Lewandowski disse que o MPF assentou “de forma peremptória” que Cabral omitiu fatos em sua delação, inclusive o paradeiro de “vultosos recursos supostamente ocultados no exterior”. “A simples chancela homologatória do juiz não torna constitucional o que é inconstitucional, legal o que é ilegal, justo o que é injusto”, afirmou.
Corrente derrotada
Os ministros Roberto Barroso, Marco Aurélio Mello e as ministras Rosa Weber e Cármen Lúcia, que votaram na quinta-feira, ficaram derrotados neste julgamento. Afirmaram que não há vícios que impediriam a homologação do acordo de Cabral.
Em seu voto, Rosa disse ser contra reavaliar o entendimento do STF, que em 2018 permitiu à PF firmar delações. Disse que não vislumbrou vícios que impeçam a homologação do acordo de Cabral. “A essência da delação premiada não reside nas qualidades pessoais do colaborador, e sim no pragmatismo, no interesse da persecução penal. É a perspectiva de reduzir os danos causados pelos crimes que orientam a razão de ser do instituto”, escreveu a ministra.
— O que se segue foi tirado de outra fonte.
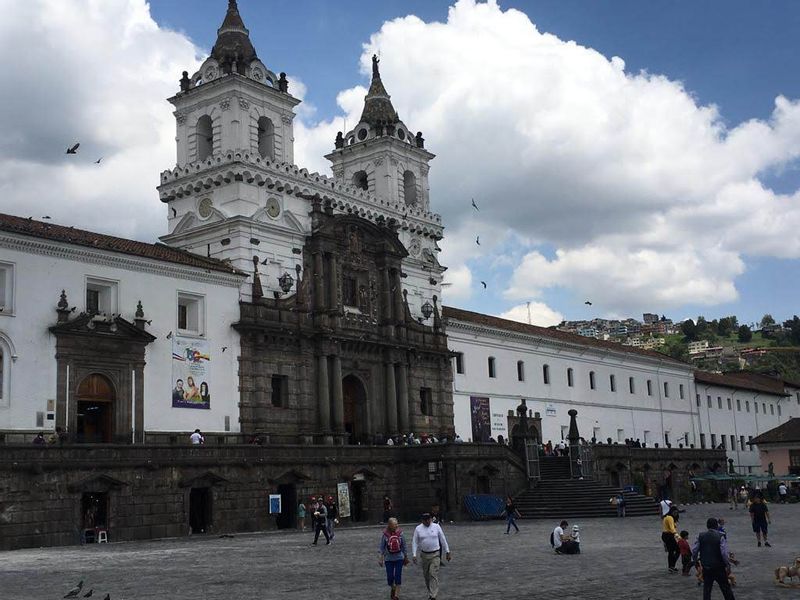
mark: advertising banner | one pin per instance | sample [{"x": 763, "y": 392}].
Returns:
[
  {"x": 481, "y": 419},
  {"x": 191, "y": 359}
]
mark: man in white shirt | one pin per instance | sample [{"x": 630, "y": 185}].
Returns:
[{"x": 429, "y": 539}]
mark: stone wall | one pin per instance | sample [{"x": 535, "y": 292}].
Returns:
[
  {"x": 149, "y": 488},
  {"x": 647, "y": 468}
]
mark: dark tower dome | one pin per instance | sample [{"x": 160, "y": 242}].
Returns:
[{"x": 233, "y": 45}]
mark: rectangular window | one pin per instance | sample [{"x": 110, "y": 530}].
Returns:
[
  {"x": 349, "y": 291},
  {"x": 426, "y": 401},
  {"x": 6, "y": 289},
  {"x": 280, "y": 391},
  {"x": 191, "y": 314},
  {"x": 101, "y": 296}
]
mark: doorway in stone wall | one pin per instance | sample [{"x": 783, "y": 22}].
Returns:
[{"x": 355, "y": 402}]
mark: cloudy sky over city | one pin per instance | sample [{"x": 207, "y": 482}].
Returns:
[{"x": 641, "y": 156}]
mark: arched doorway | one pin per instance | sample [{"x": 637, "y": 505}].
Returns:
[
  {"x": 355, "y": 401},
  {"x": 95, "y": 407}
]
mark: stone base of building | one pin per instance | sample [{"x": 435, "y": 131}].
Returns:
[{"x": 54, "y": 495}]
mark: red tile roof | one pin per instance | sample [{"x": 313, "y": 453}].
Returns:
[
  {"x": 90, "y": 239},
  {"x": 785, "y": 433},
  {"x": 742, "y": 380},
  {"x": 458, "y": 314}
]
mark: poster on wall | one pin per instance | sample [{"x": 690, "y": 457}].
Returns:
[
  {"x": 343, "y": 491},
  {"x": 274, "y": 504},
  {"x": 191, "y": 359},
  {"x": 481, "y": 418}
]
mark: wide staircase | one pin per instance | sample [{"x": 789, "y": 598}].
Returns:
[{"x": 558, "y": 496}]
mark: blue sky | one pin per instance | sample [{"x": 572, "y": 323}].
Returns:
[{"x": 602, "y": 178}]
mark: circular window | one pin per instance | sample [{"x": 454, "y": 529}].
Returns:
[{"x": 205, "y": 208}]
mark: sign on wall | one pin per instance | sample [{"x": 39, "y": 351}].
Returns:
[
  {"x": 481, "y": 418},
  {"x": 191, "y": 359},
  {"x": 343, "y": 491},
  {"x": 274, "y": 504}
]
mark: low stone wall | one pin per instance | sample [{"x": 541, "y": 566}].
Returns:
[
  {"x": 149, "y": 488},
  {"x": 647, "y": 468}
]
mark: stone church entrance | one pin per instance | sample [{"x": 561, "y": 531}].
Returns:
[
  {"x": 355, "y": 402},
  {"x": 95, "y": 406}
]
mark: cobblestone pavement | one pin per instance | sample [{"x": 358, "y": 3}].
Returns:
[{"x": 621, "y": 559}]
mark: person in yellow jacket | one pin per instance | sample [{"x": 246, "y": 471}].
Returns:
[{"x": 670, "y": 536}]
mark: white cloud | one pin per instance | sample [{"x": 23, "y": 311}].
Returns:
[
  {"x": 648, "y": 198},
  {"x": 539, "y": 313}
]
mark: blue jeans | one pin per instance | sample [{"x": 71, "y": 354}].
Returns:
[
  {"x": 509, "y": 522},
  {"x": 394, "y": 571}
]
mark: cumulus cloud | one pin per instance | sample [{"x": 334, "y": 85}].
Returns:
[
  {"x": 648, "y": 198},
  {"x": 97, "y": 73},
  {"x": 534, "y": 313}
]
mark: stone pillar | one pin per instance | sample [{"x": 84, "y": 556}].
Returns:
[
  {"x": 323, "y": 397},
  {"x": 402, "y": 397},
  {"x": 319, "y": 298},
  {"x": 337, "y": 396},
  {"x": 391, "y": 401}
]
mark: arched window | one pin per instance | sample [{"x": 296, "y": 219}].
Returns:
[
  {"x": 410, "y": 188},
  {"x": 360, "y": 180},
  {"x": 266, "y": 138}
]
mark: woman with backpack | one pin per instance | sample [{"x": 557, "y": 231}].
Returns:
[{"x": 393, "y": 556}]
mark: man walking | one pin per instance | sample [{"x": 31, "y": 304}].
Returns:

Cármen Lúcia votou da mesma forma. Disse que “não se há cogitar de invalidade jurídica do acordo de colaboração firmada entre o delegado de polícia e o colaborador baseado apenas na manifestação desfavorável do Ministério Público”.
A ministra afirmou que embora a PGR (Procuradoria-Geral da República) tenha sido contra a homologação da delação de Cabral, a própria PGR pediu o compartilhamento do depoimento do ex-governador para auxiliar outra investigação em tramitação no STF.
“Por ter requerido o compartilhamento de termo de depoimento do colaborador para instrução de outra investigação, tem-se que a Procuradoria-Geral da República mesma reconhece, ao menos com relação a parte do acordo de colaboração premiada, a possibilidade de atingimento de alguns dos resultados exigidos”, disse Cármen.
O decano Marco Aurélio Mello também votou para manter a delação. Afirmou que não cabe avaliar o conteúdo do que foi relatado pelo ex-governador, e sim se os aspectos formais para a validação do acordo foram preenchidos. “No caso, as formalidades legais, consideradas a espontaneidade, a voluntariedade e a legalidade do ajuste, foram atendidas”, anotou.
Roberto Barroso, por sua vez, disse que a manutenção do acordo “não implica reconhecimento de que as declarações do colaborador sejam suficientes, isoladamente, para a abertura de investigações”.
Como votou cada ministro:
Anular a delação: Edson Fachin, Gilmar Mendes, Nunes Marques, Alexandre de Moraes, Ricardo Lewandowski, Luiz Fux e e Dias Tofolli.
Manter a delação: Luís Roberto Barroso, Marco Aurélio Mello, Rosa Weber e Cármen Lúcia.